(This post is part of the Understanding GHOSTDAG series)

Before we can talk about the blockChain paradigm, we need to clear up a few points about blockChains. We first introduce graphs, a notion that will follow us through the book.

We also want to talk about validity of blocks: a part of the job of the network is to make sure the data does not contain nonsense or contradictions. This book largely assumes this is already resolved, and all blocks we see are OK, but we do need to take some time to clarify what “valid” roughly means and at what point of the flow this validation actually happens.

Finally, to streamline working with a probabilistic beast like PoW, we need to set up a bit of formal framework. We introduce the concept of a confidence parameter. This concept will mostly serve us in the next chapter, but it is better to introduce it early and let it ripen for a while.

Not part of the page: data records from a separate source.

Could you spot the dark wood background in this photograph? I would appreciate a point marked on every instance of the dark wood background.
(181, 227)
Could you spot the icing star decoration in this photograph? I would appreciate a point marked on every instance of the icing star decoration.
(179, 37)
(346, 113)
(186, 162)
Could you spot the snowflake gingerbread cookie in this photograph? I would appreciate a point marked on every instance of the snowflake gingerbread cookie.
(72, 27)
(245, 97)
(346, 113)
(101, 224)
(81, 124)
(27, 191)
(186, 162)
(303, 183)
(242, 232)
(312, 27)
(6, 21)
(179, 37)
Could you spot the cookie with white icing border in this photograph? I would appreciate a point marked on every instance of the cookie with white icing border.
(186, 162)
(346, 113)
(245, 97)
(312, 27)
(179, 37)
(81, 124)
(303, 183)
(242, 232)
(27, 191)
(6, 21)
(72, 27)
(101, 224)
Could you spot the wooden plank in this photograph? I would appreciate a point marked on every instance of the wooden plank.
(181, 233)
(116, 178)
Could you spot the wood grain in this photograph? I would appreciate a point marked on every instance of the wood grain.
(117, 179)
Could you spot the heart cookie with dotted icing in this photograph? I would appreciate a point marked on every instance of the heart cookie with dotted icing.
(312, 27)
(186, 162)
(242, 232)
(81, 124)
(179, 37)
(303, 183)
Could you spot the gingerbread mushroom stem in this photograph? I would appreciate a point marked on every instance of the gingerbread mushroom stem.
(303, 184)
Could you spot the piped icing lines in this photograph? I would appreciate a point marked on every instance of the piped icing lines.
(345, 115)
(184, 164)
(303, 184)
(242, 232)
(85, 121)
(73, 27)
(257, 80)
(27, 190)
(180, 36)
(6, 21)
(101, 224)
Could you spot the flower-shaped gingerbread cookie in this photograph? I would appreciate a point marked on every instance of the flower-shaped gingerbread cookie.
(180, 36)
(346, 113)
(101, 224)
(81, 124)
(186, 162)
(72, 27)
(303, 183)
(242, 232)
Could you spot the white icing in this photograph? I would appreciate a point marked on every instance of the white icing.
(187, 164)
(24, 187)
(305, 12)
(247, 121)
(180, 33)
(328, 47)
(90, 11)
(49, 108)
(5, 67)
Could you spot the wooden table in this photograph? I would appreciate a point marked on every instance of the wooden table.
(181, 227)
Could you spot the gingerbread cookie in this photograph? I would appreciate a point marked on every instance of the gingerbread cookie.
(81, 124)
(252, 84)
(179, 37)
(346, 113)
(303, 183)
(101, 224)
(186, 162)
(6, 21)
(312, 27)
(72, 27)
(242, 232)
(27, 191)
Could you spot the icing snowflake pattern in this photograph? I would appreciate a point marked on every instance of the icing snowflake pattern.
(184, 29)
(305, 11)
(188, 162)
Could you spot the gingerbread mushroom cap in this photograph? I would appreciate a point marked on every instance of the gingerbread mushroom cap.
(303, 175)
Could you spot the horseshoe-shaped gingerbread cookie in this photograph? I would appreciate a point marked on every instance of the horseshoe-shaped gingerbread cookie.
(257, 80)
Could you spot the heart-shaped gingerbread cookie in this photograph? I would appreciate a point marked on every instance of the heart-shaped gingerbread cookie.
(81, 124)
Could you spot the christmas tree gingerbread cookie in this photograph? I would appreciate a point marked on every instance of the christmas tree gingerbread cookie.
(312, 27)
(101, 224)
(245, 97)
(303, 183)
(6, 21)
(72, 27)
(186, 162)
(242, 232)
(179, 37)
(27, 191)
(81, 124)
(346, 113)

BlockChains are Actually Trees

In math, we use the term graph to describe a set of vertices with arrows going between them, like this:

We are usually interested in less whacky graphs, where there aren’t two arrows with the same source and destination, or “loops” going from a vertex to itself. For example:

Such graphs are called simple graphs, but we will assume all graphs are simple and just call them graphs. In a simple graph we can say that a vertex $A$ points at a vertex $B$ if there is an arrow from $A$ to $B$. We say that $B$ is reachable from $A$ if one can “get” from $A$ to $B$ by only following arrows. For example, in this graph $B$ is reachable from $A$ but not from $A’$:

The graphs that currently interest us are of a form called a tree. A tree is a graph with the following properties: it has a vertex called the root that is reachable from all other vertices, and every vertex other than the root points at exactly one other vertex. For example:

Blocks that have no other blocks pointing at them are called tips.

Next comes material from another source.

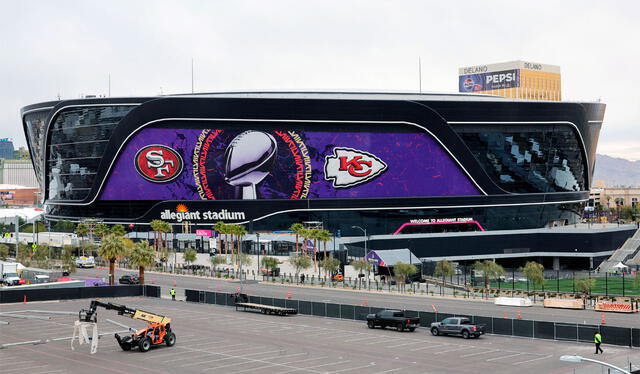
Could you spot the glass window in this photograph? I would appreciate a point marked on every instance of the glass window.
(78, 139)
(528, 159)
(35, 124)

In the context of blockChains, blocks as vertices, and the root as the Genesis block. We usually consider all blocks ever created, including orphan blocks, giving the blockChain the form of a tree. That’s right, blockChains aren’t chains. Strictly speaking, they are trees. When sketching block trees, we use rectangles instead of circles to remember that vertices represent nodes:

Valid Blocks

A cryptocurrency is a multilayered construction, with the consensus only being one layer. In this book, we will very rarely venture outside the consensus layer. Above the consensus layer lives the state layer, in charge of computing and tracking everything that is agreed upon in the consensus layer.

For the most part, the consensus layer cares about the information in a block‘s header: that it is pointing to a known block, satisfies the difficulty target, and so on. The state layer assumes the block headers have already been verified by the consensus layers, and only care about the data. For example, in Bitcoin and other transactional systems, the state layer verifies that all transactions are properly signed, do not double-spend, etc.

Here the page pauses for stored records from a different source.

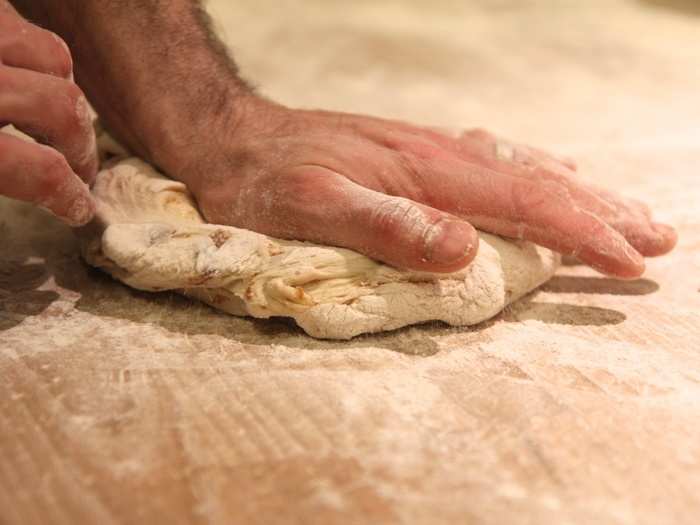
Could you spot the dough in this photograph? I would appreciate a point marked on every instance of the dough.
(149, 234)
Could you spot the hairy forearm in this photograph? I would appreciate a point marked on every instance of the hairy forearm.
(153, 70)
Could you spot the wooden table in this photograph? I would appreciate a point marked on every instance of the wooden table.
(581, 404)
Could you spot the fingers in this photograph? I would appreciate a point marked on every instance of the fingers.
(40, 175)
(27, 46)
(630, 218)
(530, 210)
(52, 110)
(316, 204)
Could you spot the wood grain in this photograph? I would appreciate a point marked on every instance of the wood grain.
(580, 404)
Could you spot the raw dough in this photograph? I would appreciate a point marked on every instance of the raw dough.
(149, 234)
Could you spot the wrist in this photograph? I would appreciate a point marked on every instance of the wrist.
(191, 147)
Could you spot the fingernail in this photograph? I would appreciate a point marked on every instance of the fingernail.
(667, 233)
(448, 241)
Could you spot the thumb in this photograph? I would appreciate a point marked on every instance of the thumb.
(336, 211)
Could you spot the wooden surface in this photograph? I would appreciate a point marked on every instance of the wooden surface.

This creates a delicate situation where a block could have a perfectly valid header, but violates the rules of the state layer. For this reason, we typically let the state layer intervene in the form of a validation rule. This validation rule determines the criteria for the block's data to be valid (such as not spending coin without an appropriate signature).

These validation rules allows us to assume that all blocks are valid. Not because invalid blocks are impossible to create, but because they could be detected and dropped before the consensus is computed.

The only assumption we make about a validity rule is that it allows computing the consensus given a chain of valid blocks. For example, in transactional coins we avoid contradiction by not allowing any block to spend a balance that did not exist when the block it was pointing to was created.

The Confidence Parameter $\varepsilon$

In a previous post we mentioned that PoW can only furnish probabilistic finality, and vaguely explain that this means that the meaning of this is that the probability of something bad happening (or something good not happening) is not strictly zero, but can be made very small with little effort.

This is formally manifest in a quantity called the confidence parameter, denoted $\varepsilon$. The confidence parameter expresses the probability that things will not go as planned, so we want it to be small.

We do not think of the confidence parameter as a constant, but as a function of various parameters, and consider its decay with respect to this parameter. Most commonly, we will consider the confidence with respect to an adversary size $\alpha<1/2$ and a time length $T$, and denote the resulting confidence with $\varepsilon(\alpha,T)$. In probabilistic finality, we will usually want the confidence parameter to decay exponentially as time decreases, that is, that for any $\alpha<1/2$ it holds that $\varepsilon = O\left(e^{-T}\right)$

Sometimes when we talk about the confidence we will actually mean the probability that everything goes right, namely, about the complement $1-\varepsilon$. So it is not uncommon to say that the confidence increases to describe situation where the confidence parameter $\varepsilon$ decreases. This makes sense because low $\varepsilon$ means high confidence. This terminology might be a bit confusing, but it is very standard, so we stick to it. Our intention will always be clear from context.